La nouvelle série « Carême », qui sera diffusée sur Apple TV+ à partir de mercredi, retrace le parcours fascinant de Marie-Antoine Carême, considéré comme le premier chef célèbre du monde. Cette production combine l’univers culinaire avec une dimension historique et politique, révélant comment la gastronomie a joué un rôle dans les relations diplomatiques au début du XIXe siècle.
Le personnage emblématique de Marie-Antoine Carême
Marie-Antoine Carême, né dans la misère à Paris à la fin du XVIIIe siècle, est parvenu à conquérir les palais européens en cuisinant pour des figures telles que Napoléon Bonaparte et des diplomates étrangers. Réalisé par Martin Bourboulon, « Carême » s’inspire d’un livre d’Ian Kelly et propose une vision moderne de cette époque historique tout en restant fidèle aux éléments qui ont marqué ce personnage clé.

Une approche audacieuse par Martin Bourboulon
Bourboulon a déclaré : « Notre vision était d’éviter un style dramatique d’époque ». Pour illustrer cela, il a intégré des costumes contemporains tout en les fabriquant sur mesure. Les dialogues sont tenus dans un français moderne, apportant ainsi une touche d’actualité au récit historique. Benjamin Voisin, qui incarne Carême, a été décrit comme ayant l’attitude rebelle de Mick Jagger ou Lenny Kravitz.
Cuisine et sensualité au programme
Le réalisateur souligne également le lien entre cuisine et sensualité : « J’ai trouvé des similitudes entre les scènes de sexe et les scènes alimentaires », indique-t-il.

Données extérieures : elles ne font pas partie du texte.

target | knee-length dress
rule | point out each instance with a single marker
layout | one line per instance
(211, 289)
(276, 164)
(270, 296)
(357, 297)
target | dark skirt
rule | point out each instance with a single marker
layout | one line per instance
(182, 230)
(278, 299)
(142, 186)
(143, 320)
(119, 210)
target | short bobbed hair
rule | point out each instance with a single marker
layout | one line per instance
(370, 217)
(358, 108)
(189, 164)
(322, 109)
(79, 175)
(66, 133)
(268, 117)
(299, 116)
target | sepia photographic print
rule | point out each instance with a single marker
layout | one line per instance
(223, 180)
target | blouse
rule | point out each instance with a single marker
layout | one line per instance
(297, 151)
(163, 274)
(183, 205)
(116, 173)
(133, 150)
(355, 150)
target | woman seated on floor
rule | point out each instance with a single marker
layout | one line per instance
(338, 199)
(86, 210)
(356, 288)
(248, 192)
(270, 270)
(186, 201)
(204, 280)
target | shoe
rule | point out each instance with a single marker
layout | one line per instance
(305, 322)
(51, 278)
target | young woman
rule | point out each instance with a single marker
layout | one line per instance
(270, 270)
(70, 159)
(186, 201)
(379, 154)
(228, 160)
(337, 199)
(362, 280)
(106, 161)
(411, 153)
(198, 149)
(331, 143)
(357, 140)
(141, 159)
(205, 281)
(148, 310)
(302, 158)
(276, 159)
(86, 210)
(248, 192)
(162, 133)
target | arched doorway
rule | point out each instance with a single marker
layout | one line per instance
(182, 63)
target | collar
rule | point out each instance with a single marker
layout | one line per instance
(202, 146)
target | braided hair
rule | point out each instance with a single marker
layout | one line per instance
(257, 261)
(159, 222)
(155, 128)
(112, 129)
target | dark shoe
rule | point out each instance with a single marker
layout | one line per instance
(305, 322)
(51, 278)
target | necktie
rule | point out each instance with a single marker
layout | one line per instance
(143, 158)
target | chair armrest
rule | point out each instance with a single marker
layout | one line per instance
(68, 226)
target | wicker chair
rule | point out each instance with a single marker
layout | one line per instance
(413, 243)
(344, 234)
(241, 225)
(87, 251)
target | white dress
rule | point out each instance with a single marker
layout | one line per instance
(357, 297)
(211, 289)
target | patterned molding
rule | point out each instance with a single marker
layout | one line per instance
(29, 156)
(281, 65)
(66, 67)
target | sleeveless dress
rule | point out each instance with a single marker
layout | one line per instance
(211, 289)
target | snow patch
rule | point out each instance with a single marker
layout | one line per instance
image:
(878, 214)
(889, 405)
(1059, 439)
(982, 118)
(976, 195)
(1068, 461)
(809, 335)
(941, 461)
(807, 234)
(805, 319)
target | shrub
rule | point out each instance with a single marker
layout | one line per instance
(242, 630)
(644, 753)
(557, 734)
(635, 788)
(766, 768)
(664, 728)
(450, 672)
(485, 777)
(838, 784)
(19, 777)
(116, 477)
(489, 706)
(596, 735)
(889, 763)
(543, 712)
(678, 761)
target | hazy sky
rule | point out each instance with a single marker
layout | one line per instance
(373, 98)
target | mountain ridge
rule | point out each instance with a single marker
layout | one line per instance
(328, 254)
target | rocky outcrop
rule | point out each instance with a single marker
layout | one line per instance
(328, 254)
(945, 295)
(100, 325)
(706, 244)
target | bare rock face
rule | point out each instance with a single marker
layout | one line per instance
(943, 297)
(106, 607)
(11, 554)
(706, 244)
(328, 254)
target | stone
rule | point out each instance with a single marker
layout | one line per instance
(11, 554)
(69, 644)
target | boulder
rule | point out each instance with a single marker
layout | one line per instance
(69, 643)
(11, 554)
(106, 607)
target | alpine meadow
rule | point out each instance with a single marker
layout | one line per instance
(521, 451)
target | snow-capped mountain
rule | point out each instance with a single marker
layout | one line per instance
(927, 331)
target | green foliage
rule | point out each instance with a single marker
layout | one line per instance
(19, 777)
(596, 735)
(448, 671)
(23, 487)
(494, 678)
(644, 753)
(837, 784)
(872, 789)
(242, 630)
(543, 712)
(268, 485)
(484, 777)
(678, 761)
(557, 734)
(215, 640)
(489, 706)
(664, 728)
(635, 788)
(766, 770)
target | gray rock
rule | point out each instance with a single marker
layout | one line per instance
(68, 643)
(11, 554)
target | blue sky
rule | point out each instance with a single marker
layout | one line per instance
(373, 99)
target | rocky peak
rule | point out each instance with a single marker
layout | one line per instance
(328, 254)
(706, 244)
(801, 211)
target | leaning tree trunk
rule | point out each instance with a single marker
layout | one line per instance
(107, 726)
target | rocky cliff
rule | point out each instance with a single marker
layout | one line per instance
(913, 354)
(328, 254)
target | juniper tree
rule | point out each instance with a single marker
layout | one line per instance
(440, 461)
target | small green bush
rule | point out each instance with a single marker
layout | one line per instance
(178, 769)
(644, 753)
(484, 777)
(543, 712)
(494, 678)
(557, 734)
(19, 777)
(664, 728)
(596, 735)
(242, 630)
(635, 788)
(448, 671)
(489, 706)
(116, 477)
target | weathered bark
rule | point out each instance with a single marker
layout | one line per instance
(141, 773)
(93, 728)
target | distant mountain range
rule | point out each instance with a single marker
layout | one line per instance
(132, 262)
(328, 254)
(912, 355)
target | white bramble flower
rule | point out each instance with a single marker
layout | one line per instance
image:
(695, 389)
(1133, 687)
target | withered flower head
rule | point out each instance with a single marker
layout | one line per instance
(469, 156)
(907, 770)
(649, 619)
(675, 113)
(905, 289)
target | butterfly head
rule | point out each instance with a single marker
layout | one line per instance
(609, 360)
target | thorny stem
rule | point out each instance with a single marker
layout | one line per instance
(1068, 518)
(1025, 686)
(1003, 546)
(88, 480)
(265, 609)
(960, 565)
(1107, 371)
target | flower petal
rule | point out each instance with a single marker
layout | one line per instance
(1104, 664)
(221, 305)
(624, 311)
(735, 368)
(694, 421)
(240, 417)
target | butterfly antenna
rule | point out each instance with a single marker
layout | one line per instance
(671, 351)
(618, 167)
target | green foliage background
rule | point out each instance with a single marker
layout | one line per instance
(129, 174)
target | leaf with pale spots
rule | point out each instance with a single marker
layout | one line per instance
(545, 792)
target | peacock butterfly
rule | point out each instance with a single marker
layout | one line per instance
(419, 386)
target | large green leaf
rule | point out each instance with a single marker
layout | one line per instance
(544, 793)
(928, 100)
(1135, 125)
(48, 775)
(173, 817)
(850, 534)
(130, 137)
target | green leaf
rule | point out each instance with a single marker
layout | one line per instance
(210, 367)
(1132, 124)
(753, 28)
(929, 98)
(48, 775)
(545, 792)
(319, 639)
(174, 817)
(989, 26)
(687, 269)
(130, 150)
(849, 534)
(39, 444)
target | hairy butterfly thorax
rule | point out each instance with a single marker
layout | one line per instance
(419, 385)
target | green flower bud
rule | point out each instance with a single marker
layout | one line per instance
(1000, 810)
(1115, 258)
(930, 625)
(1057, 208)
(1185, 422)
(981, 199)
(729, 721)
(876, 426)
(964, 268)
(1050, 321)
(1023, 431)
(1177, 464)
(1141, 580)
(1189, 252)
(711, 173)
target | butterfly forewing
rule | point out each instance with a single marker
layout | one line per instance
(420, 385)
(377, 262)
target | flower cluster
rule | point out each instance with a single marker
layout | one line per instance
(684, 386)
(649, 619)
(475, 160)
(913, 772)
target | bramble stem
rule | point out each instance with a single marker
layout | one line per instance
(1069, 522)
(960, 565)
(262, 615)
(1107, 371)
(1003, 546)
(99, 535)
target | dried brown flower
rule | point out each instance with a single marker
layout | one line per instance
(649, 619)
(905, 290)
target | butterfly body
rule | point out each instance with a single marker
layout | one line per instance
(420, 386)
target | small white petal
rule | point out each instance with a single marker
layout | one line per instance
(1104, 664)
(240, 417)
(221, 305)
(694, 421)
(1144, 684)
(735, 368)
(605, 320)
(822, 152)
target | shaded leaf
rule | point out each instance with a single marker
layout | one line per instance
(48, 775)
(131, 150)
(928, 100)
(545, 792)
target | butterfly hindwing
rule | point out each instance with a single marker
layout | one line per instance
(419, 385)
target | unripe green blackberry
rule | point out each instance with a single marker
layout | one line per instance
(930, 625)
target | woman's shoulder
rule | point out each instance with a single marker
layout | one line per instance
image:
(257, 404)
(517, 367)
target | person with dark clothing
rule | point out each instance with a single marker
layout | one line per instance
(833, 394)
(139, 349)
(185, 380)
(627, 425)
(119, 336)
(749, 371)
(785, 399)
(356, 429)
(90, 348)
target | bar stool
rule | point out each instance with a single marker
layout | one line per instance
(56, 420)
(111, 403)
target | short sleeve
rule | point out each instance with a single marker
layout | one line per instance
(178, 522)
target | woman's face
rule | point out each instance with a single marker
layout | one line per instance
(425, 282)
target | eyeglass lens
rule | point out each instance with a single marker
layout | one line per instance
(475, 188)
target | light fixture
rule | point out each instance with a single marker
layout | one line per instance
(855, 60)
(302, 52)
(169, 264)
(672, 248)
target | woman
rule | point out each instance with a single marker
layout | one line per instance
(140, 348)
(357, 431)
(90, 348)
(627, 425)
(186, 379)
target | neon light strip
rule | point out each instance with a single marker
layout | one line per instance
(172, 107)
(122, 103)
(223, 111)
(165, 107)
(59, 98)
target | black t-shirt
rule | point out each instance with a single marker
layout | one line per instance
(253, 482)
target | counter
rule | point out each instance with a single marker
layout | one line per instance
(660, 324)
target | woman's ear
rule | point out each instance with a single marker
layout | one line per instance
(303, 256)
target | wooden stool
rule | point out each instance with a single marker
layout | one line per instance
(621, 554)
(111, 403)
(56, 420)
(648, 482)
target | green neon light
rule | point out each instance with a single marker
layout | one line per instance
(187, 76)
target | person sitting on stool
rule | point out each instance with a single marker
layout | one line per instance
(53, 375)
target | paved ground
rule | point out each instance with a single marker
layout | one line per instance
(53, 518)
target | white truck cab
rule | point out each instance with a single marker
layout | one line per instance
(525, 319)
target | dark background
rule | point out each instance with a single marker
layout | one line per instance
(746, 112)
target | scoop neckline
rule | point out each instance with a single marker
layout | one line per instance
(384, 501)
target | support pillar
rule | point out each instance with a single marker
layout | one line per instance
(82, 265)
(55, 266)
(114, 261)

La série explore cet aspect sous plusieurs angles tout en incorporant des éléments politiques significatifs.
Un contexte historique troublé
L’histoire commence en 1800 alors que Napoléon (interprété par Frank Molinaro) consolide son pouvoir après ses victoires militaires. Au milieu d’une France post-révolutionnaire où les luttes internes perdurent, Carême doit naviguer habilement entre ses ambitions culinaires et sa loyauté familiale : son père est arrêté alors qu’il refuse un poste pour servir Napoléon.
Carême se voit donc contraint à cuisiner pour divers diplomates afin d’aider son père. Un plat marquant sera notamment une pyramide de dessert flamboyant servie lors d’une rencontre avec l’ambassadeur britannique pour symboliser la réconciliation franco-britannique durant les tensions liées à leurs rivalités coloniales.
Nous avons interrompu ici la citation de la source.